In [None]:
!pip install transformers datasets torch --quiet

In [None]:
from google.colab import drive
drive.mount('/content/drive')

In [None]:
import torch
import torch.nn as nn
from transformers import BertModel, BertTokenizer


In [None]:
tokenizer = BertTokenizer.from_pretrained('bert-base-uncased')
transformer = BertModel.from_pretrained('bert-base-uncased')

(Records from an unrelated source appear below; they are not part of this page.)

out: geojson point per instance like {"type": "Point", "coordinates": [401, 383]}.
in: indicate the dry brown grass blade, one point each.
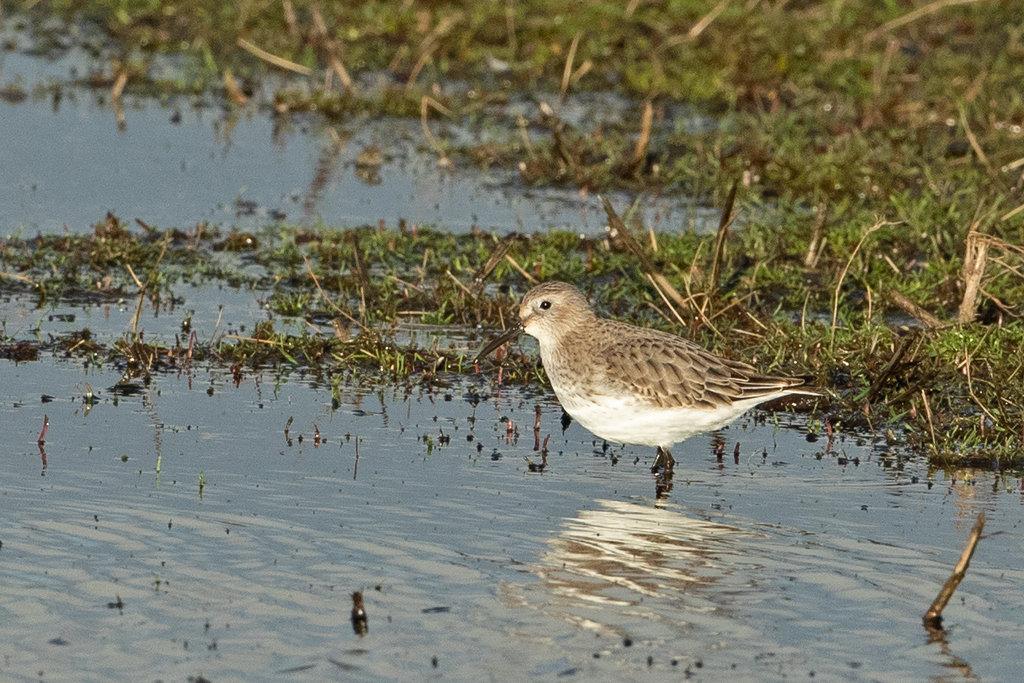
{"type": "Point", "coordinates": [272, 58]}
{"type": "Point", "coordinates": [119, 83]}
{"type": "Point", "coordinates": [309, 269]}
{"type": "Point", "coordinates": [915, 311]}
{"type": "Point", "coordinates": [430, 43]}
{"type": "Point", "coordinates": [233, 91]}
{"type": "Point", "coordinates": [522, 271]}
{"type": "Point", "coordinates": [501, 249]}
{"type": "Point", "coordinates": [567, 72]}
{"type": "Point", "coordinates": [974, 142]}
{"type": "Point", "coordinates": [622, 239]}
{"type": "Point", "coordinates": [331, 47]}
{"type": "Point", "coordinates": [933, 617]}
{"type": "Point", "coordinates": [142, 287]}
{"type": "Point", "coordinates": [910, 17]}
{"type": "Point", "coordinates": [839, 286]}
{"type": "Point", "coordinates": [290, 19]}
{"type": "Point", "coordinates": [817, 244]}
{"type": "Point", "coordinates": [975, 257]}
{"type": "Point", "coordinates": [426, 103]}
{"type": "Point", "coordinates": [14, 275]}
{"type": "Point", "coordinates": [640, 151]}
{"type": "Point", "coordinates": [723, 232]}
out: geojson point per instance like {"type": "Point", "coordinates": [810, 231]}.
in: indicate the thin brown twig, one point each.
{"type": "Point", "coordinates": [567, 72]}
{"type": "Point", "coordinates": [522, 271]}
{"type": "Point", "coordinates": [839, 286]}
{"type": "Point", "coordinates": [272, 58]}
{"type": "Point", "coordinates": [911, 16]}
{"type": "Point", "coordinates": [974, 142]}
{"type": "Point", "coordinates": [320, 289]}
{"type": "Point", "coordinates": [933, 617]}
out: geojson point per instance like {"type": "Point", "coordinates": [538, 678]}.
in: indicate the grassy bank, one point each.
{"type": "Point", "coordinates": [876, 151]}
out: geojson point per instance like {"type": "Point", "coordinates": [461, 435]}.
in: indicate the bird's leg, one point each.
{"type": "Point", "coordinates": [664, 459]}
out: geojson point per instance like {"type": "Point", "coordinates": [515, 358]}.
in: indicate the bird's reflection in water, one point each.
{"type": "Point", "coordinates": [638, 547]}
{"type": "Point", "coordinates": [624, 561]}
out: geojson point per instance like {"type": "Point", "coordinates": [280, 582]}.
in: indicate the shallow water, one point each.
{"type": "Point", "coordinates": [65, 164]}
{"type": "Point", "coordinates": [781, 565]}
{"type": "Point", "coordinates": [196, 525]}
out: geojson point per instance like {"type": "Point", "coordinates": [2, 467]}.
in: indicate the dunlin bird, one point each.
{"type": "Point", "coordinates": [634, 385]}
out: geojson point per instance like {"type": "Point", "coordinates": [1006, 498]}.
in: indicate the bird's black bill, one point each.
{"type": "Point", "coordinates": [508, 335]}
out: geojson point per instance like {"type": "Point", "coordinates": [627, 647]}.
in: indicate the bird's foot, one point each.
{"type": "Point", "coordinates": [664, 460]}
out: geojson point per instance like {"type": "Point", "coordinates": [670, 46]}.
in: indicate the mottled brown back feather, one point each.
{"type": "Point", "coordinates": [666, 371]}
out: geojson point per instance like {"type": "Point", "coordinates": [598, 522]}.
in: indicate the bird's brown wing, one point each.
{"type": "Point", "coordinates": [669, 372]}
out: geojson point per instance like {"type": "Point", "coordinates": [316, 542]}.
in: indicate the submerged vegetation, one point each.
{"type": "Point", "coordinates": [871, 154]}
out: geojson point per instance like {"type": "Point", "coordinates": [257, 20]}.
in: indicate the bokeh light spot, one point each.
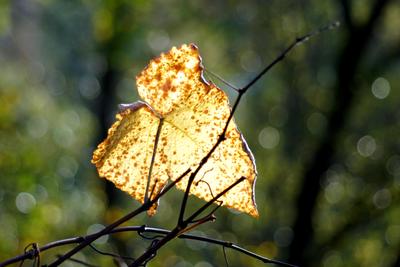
{"type": "Point", "coordinates": [25, 202]}
{"type": "Point", "coordinates": [89, 87]}
{"type": "Point", "coordinates": [392, 234]}
{"type": "Point", "coordinates": [380, 88]}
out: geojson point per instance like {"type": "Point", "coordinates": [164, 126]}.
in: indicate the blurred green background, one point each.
{"type": "Point", "coordinates": [324, 125]}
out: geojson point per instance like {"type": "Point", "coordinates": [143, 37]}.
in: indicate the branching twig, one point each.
{"type": "Point", "coordinates": [182, 224]}
{"type": "Point", "coordinates": [110, 227]}
{"type": "Point", "coordinates": [160, 233]}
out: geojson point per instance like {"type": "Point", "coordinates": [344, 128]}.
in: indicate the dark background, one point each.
{"type": "Point", "coordinates": [324, 125]}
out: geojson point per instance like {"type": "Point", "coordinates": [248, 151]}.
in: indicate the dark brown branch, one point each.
{"type": "Point", "coordinates": [180, 228]}
{"type": "Point", "coordinates": [110, 227]}
{"type": "Point", "coordinates": [182, 224]}
{"type": "Point", "coordinates": [241, 92]}
{"type": "Point", "coordinates": [349, 61]}
{"type": "Point", "coordinates": [145, 229]}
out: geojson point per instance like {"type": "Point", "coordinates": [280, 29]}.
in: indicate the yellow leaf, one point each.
{"type": "Point", "coordinates": [194, 113]}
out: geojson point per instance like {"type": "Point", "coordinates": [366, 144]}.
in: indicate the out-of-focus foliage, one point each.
{"type": "Point", "coordinates": [55, 61]}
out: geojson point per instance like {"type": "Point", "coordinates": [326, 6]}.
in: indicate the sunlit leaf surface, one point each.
{"type": "Point", "coordinates": [194, 114]}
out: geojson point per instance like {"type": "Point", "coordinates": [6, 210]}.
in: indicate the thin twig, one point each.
{"type": "Point", "coordinates": [221, 79]}
{"type": "Point", "coordinates": [159, 232]}
{"type": "Point", "coordinates": [182, 224]}
{"type": "Point", "coordinates": [241, 92]}
{"type": "Point", "coordinates": [180, 228]}
{"type": "Point", "coordinates": [80, 262]}
{"type": "Point", "coordinates": [153, 157]}
{"type": "Point", "coordinates": [110, 227]}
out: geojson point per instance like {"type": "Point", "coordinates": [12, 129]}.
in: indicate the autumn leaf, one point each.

The secret `HF_TOKEN` does not exist in your Colab secrets.
To authenticate with the Hugging Face Hub, create a token in your settings tab (https://huggingface.co/settings/tokens), set it as secret in your Google Colab and restart your session.
You will be able to reuse this secret in all of your notebooks.
Please note that authentication is recommended but still optional to access public models or datasets.


In [None]:
class MultiHeadAttentionPooling(nn.Module):
    def __init__(self, d_model=768, n_heads=8):
        super().__init__()
        self.n_heads = n_heads
        self.d_head = d_model // n_heads

        self.query = nn.Parameter(torch.randn(n_heads, 1, self.d_head))
        self.linear = nn.Linear(d_model, d_model)
        self.output_proj = nn.Linear(d_model, d_model)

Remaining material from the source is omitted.